A storm is coming

Climate change is a serious issue and many of us want to do our part to address it.  Credit unions want to prepare themselves to be resilient to the physical and transitional risks. With improved data and climate-risk economic analysis available today, regulators can no longer ignore the connection between climate change and the financial system. Regulators have a number of policy levers at their disposal that they can use to mitigate these risks. The policy debates over the right combination of these levers are now front and center among the international community and the international standard setting bodies.

This position is now evident in the most recent consultation by the Basel Committee on Banking Supervision in Principles for the Effective Management and Supervision of Climate Related Financial Risks.  The Basel Committee really pulled every policy lever possible to address climate change in this document. The principles call for requirements addressing climate-related risks, including an internal control framework, capital and liquidity adequacy requirements, a risk management process, management monitoring and reporting requirements, comprehensive management of credit risk requirements, comprehensive management of market, liquidity, operational and other risks, and scenario analyses.  Analyzing each of these, it is easy to see that a regulatory storm is coming. The key here is to secure a proportional approach that works for credit unions. The Basel Committee needs to explicitly recognize proportionality in these principles, or the storm of financial exclusion will only get larger.

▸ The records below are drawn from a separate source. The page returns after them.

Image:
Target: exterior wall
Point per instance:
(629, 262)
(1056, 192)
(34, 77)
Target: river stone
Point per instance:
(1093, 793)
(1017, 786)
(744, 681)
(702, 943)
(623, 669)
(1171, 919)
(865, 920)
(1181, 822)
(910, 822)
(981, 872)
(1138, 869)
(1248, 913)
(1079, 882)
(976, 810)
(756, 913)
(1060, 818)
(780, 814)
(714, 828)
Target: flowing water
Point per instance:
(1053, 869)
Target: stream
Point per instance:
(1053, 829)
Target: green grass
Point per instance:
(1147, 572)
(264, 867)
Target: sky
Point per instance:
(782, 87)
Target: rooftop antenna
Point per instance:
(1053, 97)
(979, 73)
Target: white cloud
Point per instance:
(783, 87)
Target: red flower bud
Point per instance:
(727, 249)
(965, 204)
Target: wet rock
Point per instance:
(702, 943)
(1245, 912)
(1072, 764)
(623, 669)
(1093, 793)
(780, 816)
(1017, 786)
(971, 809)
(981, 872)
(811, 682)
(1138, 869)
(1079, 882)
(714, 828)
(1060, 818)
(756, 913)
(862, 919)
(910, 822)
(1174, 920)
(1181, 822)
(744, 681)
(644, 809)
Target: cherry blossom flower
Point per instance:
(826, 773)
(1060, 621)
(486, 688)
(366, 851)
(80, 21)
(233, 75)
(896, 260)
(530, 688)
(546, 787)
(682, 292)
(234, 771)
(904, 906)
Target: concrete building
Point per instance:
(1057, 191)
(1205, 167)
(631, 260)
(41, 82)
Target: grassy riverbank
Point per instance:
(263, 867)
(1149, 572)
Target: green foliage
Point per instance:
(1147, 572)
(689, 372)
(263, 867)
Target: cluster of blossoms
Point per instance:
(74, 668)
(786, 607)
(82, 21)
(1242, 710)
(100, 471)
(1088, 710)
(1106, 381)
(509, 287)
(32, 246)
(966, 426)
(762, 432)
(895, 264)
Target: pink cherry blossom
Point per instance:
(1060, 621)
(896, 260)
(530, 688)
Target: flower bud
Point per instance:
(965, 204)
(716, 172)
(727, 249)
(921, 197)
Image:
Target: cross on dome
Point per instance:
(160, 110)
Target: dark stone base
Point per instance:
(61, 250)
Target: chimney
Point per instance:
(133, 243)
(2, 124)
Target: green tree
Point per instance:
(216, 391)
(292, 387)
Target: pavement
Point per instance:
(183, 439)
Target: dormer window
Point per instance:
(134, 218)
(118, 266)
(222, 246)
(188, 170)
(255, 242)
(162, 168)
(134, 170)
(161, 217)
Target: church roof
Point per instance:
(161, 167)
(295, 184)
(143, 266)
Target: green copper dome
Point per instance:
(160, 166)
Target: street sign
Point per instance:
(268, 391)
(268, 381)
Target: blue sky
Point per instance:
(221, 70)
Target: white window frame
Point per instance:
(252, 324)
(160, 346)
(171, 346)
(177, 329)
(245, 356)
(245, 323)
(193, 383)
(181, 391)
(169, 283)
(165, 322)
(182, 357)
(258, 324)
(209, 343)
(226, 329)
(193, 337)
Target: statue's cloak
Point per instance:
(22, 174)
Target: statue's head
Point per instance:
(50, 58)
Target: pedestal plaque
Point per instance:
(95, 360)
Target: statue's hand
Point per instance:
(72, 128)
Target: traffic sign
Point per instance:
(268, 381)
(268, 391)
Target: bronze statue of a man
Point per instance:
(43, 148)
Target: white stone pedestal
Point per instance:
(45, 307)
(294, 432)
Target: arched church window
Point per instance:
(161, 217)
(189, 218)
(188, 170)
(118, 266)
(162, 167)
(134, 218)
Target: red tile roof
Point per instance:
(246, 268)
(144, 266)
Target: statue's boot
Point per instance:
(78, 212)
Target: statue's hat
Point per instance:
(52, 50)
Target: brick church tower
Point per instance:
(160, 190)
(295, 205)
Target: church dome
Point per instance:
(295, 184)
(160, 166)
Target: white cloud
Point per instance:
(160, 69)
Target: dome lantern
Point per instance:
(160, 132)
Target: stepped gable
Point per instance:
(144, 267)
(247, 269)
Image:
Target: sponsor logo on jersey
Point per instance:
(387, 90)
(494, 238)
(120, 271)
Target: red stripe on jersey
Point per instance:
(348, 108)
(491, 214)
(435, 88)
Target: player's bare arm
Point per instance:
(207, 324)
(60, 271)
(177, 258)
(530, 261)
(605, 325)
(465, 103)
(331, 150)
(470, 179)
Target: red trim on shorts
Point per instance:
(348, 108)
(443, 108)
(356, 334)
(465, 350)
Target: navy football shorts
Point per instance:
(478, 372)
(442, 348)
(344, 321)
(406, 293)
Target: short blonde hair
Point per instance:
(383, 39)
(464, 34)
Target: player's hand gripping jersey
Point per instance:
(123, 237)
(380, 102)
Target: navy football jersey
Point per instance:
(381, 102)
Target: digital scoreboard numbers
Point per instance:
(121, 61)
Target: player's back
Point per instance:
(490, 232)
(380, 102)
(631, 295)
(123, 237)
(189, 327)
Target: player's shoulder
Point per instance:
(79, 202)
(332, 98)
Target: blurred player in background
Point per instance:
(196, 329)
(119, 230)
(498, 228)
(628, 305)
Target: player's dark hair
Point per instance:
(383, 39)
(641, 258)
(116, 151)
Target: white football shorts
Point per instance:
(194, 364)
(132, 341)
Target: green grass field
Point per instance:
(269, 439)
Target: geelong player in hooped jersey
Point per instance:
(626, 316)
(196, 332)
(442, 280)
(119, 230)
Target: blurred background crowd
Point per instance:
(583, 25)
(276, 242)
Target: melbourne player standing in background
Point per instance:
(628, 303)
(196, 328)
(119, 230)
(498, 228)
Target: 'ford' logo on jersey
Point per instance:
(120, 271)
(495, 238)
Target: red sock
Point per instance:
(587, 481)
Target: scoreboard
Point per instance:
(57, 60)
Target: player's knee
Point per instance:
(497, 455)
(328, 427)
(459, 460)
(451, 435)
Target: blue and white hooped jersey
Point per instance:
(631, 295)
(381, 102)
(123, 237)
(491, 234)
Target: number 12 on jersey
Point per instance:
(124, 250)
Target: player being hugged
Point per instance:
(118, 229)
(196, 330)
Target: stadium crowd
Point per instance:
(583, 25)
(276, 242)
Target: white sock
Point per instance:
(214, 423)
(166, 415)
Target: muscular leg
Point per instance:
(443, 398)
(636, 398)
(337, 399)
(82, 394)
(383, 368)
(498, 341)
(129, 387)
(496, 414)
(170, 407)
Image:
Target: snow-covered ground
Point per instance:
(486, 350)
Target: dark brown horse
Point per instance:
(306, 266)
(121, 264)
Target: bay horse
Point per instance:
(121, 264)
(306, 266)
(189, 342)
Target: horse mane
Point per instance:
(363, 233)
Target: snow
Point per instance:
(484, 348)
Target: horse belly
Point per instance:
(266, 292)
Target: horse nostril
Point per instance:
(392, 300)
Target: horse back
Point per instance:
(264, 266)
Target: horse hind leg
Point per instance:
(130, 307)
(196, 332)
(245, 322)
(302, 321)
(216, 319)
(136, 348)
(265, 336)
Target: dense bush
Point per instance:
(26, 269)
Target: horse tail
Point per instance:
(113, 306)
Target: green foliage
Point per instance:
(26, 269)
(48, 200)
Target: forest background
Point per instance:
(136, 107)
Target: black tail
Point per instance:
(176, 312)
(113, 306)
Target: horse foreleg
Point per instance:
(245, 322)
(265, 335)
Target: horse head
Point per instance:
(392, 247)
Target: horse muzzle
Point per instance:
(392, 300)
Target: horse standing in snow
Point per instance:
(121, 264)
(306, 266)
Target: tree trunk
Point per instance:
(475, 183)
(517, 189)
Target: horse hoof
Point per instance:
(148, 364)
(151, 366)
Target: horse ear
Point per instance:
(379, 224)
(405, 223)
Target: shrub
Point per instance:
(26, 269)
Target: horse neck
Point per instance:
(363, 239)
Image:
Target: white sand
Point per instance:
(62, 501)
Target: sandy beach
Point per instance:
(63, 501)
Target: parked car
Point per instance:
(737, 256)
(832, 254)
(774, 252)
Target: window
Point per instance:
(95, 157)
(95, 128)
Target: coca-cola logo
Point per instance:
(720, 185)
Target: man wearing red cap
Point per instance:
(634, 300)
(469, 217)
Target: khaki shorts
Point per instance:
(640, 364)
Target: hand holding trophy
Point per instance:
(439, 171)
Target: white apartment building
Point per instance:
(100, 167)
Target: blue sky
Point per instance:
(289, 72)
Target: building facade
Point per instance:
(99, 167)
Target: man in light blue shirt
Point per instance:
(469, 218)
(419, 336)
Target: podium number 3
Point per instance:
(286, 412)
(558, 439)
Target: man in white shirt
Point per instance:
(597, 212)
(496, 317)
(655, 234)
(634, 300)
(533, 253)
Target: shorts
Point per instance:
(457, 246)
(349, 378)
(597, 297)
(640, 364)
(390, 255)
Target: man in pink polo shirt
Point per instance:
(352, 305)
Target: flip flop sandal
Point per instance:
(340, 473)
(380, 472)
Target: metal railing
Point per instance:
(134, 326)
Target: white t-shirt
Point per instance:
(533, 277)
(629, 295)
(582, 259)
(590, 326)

WOCCU Urges Proportionality in Climate Principles

World Council of Credit Unions urged the Basel Committee on Banking Supervision to include proportionality in its Principles for the Effective Management and Supervision of Climate Related Financial Risks. The comments came as a response to the Basel Committee’s request for comments on its efforts to address the physical and transitional risks that could affect the safety and soundness of individual financial institutions as a result of climate-related financial risks. The Basel Committee is looking to strengthen the regulation, supervision and practices of financial institutions worldwide.